But when I specifically ask people to re-tweet, it jumps to 50 to 200 re-tweets. That means that 200 different people have mentioned that specific blog post on Twitter which gives me more traffic and more social proof, and I like that at this point, the comments are turned off because that means anyone who comes to my site now has to sign up to my mailing list to be notified when they can comment again.

You can also have fun with this re-tweet campaign by re-tweeting your blog post once per day to drive the count-up and add some kind of prize. For example, if you can get 20 re-tweets of your latest blog post, you will make another blog post this week.

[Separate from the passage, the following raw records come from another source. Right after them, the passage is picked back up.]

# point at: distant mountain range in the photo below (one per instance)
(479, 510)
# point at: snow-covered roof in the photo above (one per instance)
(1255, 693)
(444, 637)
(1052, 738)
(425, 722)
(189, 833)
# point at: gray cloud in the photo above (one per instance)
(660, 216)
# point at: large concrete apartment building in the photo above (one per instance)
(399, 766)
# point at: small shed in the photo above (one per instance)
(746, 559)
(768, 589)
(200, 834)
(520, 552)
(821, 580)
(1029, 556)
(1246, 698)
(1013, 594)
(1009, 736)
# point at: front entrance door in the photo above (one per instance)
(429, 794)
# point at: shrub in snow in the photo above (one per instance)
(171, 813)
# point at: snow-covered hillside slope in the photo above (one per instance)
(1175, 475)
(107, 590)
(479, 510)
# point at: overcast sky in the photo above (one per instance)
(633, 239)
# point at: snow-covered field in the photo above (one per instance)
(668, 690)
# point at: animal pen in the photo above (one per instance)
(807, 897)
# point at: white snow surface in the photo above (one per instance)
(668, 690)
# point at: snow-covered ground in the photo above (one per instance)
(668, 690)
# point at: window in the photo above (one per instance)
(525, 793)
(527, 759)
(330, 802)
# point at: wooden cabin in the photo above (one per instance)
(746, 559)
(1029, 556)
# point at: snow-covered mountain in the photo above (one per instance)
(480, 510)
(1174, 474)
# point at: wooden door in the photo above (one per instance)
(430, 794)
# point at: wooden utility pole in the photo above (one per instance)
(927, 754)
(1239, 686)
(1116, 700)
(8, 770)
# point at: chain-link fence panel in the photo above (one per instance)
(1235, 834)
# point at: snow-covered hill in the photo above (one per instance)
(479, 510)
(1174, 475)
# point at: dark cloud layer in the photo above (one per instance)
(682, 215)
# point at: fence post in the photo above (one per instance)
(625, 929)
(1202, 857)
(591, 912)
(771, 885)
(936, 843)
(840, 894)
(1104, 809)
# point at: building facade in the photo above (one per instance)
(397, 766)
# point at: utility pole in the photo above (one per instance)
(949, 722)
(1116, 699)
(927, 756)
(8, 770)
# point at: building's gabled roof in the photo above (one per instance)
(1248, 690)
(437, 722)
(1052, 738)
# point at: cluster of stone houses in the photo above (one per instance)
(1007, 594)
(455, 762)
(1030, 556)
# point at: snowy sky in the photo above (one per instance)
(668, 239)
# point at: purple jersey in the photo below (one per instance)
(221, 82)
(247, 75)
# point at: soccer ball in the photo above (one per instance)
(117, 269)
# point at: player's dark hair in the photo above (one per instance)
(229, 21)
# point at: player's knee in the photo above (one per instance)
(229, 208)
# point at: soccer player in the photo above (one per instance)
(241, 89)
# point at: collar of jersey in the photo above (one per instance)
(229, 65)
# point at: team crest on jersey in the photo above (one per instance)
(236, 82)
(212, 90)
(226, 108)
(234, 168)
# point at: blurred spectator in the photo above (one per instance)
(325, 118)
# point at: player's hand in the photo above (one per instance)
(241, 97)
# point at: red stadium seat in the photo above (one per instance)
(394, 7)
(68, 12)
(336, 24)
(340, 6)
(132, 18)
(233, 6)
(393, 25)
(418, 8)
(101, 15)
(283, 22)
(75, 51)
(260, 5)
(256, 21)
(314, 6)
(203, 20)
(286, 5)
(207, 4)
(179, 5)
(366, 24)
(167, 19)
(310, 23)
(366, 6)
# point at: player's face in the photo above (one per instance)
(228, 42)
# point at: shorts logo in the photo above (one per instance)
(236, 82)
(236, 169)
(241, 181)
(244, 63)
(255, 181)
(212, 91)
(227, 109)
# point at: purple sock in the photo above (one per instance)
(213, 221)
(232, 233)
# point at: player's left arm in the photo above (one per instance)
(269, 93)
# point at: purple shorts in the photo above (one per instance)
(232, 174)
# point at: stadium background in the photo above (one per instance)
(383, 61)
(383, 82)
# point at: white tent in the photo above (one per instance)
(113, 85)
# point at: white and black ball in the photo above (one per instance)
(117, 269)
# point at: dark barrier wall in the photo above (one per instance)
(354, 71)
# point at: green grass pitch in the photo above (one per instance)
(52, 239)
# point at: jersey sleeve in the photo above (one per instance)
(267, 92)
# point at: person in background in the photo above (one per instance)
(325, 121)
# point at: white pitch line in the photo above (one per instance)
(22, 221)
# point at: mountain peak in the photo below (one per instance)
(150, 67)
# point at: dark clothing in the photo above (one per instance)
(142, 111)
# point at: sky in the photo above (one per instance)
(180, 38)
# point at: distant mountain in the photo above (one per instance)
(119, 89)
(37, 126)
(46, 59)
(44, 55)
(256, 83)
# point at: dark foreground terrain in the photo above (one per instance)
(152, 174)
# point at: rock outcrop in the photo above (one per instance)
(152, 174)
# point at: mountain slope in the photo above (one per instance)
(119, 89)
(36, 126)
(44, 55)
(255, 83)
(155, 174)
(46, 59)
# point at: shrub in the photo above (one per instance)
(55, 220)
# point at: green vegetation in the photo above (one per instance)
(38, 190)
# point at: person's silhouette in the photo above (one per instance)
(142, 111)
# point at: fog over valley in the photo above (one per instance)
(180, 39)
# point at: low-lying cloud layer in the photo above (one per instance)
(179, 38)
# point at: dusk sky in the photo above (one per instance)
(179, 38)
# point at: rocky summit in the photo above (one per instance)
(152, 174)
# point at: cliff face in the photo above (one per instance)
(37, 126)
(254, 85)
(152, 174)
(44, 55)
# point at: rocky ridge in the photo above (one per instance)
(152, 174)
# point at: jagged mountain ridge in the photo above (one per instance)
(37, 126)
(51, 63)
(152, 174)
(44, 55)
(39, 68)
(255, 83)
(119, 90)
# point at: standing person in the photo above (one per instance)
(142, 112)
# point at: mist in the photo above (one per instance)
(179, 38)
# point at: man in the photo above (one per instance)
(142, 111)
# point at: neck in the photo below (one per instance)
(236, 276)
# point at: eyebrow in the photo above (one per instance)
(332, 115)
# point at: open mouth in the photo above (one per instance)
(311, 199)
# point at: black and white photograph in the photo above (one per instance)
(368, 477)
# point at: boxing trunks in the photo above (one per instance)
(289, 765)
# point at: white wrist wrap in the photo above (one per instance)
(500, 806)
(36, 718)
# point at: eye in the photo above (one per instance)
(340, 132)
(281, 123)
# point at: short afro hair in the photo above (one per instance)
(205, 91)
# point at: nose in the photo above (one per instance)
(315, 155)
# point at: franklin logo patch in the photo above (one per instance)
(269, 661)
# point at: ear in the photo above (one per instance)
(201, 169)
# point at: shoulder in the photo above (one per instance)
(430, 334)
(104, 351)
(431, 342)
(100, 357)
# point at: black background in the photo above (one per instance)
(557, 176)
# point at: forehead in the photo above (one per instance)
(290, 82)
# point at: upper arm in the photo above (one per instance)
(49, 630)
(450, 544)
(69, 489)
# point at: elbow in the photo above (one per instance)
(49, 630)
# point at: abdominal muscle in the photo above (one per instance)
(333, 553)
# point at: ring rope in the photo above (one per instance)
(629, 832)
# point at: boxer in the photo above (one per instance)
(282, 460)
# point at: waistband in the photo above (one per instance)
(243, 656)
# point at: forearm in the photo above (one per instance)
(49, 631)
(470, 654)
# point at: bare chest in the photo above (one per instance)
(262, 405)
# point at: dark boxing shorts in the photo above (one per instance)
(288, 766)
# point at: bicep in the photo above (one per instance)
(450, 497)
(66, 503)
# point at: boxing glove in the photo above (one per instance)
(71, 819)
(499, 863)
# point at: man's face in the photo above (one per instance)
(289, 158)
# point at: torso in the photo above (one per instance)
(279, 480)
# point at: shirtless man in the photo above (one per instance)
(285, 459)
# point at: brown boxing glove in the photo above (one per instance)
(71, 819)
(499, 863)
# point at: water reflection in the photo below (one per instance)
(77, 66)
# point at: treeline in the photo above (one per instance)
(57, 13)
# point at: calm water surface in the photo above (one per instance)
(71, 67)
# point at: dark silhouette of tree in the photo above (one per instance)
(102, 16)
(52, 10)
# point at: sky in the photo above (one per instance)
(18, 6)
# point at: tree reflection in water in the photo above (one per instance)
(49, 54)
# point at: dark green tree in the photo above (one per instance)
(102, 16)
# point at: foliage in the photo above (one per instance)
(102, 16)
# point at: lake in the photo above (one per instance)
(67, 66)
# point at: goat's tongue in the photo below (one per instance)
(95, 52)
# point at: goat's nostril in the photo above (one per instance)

"Trust" Phase #3: Free Live Webinar

Most people have no strategy when they're leaving a blog post. I always do.

When I make a blog post, it's usually to pre-launch my next class or my next email offer. You should be doing the same.

Use the responses you got from that last blog post to create your presentation or to improve the next class you will be offering.

Even if you only have 10 comments, you can pick out about four things that people are having trouble with.

For example, I once made a post on my blog called Forfeit the Race to Free, telling people not to gravitate towards trials but instead be moving their price higher, and although a lot of people agreed with me, some people told me things like they were at first afraid to launch their product and now this advice got them to do it. Some other people argued that more people bought at a low price, which in my experience was false. More people bought at a higher price.

My favorite response to that post was that some – one of my commenters told me that somebody didn't buy from them because the price was too low and the average person thought that because it was so cheap, something must be wrong with it.

All those responses can make a great presentation or augment a presentation that's already ready because it speaks directly to people's fears and frustrations and the best part is you can use the same language, the same phrases people say to you and use that to make a killer headline based on your pressing issue.

"Close" Phase #4: Pitch And Close

You've already taught people something from your emails leading up to your blog post, from your blog post itself, and during your free live webinar. At the end of that free live webinar, all of that info should be coming in together - the emails, the blog posts, the comments, and this live training into a relevant and special offer.

You gave people a lot of tips on overcoming roadblocks but now it's time for them to pay you to get access to the step-by-step how-to system to get them from point A to point B.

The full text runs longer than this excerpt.